Obama. E penso no que deve ser minha missão. E recordo as matérias que aqui vou leccionando, tão orgulhosamente professor de direito quanto o professor Obama, de direito também. Recordo as duas últimas capas dos dois últimos livros de princípios de direito político que escrevi, onde principes tem mesmo a ver com Montesquieu e droit politique mais principes é mesmo o subtítulo do Contrat de Rousseau. E penso que tenho como missão o acaso procurado de professor de liberdade. Penso na capa número um do livro que trago na mochila, retratando o princípio da armilar, de D. João II a dar a D. Manuel o que é esfera, o que é espera e o que é esperança, nesse esotérico lusíada que me marca, que é caravela, que é Erasmo, que é Pedro Fernandes Queirós e terra australia do espírito santo, onde só por acréscimo é que alguns fazem contabilidades quanto ao pioneirismo das viagens.
Penso na segunda capa, onde a mulher que se entroniza, a constituição, muito à Sequeira, vem de azul e branco que sempre foram as minhas cores, mesmo sem coroa, sobretudo sem a coroa fechada com que traduzimos em calão a monarquia habsburga, contrária ao nosso reino sem soberania e sem Estado.

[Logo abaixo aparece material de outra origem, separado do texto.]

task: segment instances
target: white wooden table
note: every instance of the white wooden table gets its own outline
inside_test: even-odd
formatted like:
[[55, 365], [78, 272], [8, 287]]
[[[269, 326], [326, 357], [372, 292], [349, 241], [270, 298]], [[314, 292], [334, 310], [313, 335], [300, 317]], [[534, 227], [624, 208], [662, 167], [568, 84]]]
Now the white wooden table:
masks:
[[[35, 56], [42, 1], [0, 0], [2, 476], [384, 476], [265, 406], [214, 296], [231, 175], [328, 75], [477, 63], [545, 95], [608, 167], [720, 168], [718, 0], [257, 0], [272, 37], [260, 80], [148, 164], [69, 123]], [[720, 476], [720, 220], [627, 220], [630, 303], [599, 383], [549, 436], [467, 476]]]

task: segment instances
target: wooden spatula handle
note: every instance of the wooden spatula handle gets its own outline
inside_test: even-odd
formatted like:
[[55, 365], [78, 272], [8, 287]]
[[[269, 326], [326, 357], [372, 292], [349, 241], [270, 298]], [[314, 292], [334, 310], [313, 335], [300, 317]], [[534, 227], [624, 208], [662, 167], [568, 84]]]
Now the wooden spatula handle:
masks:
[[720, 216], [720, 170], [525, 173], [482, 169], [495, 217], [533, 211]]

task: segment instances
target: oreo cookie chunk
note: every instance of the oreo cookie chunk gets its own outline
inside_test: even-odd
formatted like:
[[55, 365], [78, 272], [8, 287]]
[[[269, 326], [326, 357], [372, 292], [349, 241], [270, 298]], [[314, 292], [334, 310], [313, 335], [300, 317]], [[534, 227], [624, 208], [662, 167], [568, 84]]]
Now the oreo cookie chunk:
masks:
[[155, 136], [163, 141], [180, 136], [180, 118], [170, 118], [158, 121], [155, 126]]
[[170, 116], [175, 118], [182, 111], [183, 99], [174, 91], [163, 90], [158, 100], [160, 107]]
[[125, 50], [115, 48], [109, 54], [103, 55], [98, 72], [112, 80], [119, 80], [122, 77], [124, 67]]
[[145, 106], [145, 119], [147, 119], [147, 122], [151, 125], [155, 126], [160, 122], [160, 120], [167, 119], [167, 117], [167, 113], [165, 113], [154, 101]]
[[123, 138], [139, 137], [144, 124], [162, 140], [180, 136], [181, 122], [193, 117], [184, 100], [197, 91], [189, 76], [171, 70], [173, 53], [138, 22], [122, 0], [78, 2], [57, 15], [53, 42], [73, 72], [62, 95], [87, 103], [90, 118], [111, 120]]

Penso na deusa da liberdade. Ensino liberdade. Ensino escolástica, ligada a Cícero, ligada ao estoicismo, ligada a Paulo, ligada a Suárez, a Molina e por aí fora, humanismo, jusracionalismo, iluminismo, as pastilhas que resistiram à ocupação do positivismo, os neokantianos de Stammler a Ortega, os neo-escolásticos de Leão XIII a Possenti, os maçons como Montesquieu, como Locke, ou como Kant, com as suas revoluções atlânticas demoliberais, assim somando humanismos...
Continuo a pensar liberdade como memória do sofrimento, Subscrevo a parábola do primeiro sermão de Obama para tanto peixe que não pescou mesmo nada de um discurso onde mais do que a oferta de peixes se propunha que voltássemos a aprender a pescar. E lá vem Moses Ben Maimon, também ele judeu entre os árabes, Dá um peixe a um homem e dás-lhe comida para um dia; ensina um homem a pescar e dás-lhe comida para toda a vida.
Volto a Montaigne, volto a Étienne de la Boétie, volto a Erasmo, volto a revoltar-me contra todos os pides e neopides, mesmo os que se disfarçam com glosas a discursos alienígenas, volto a revoltar-me, revolto-me sempre, sobretudo contra os mesmos neopides vestidos de tecnocratas que não sabem que a poesia é mais verdadeira do que que a história. Aqui é mesmo Lorosae, é sol nascente, é Oceania, "terra austrália do espírito santo". Memória de sofrimento. Libertação. É por este acaso procurado que o sermão de Obama serviu para recordar-me e crescer por dentro.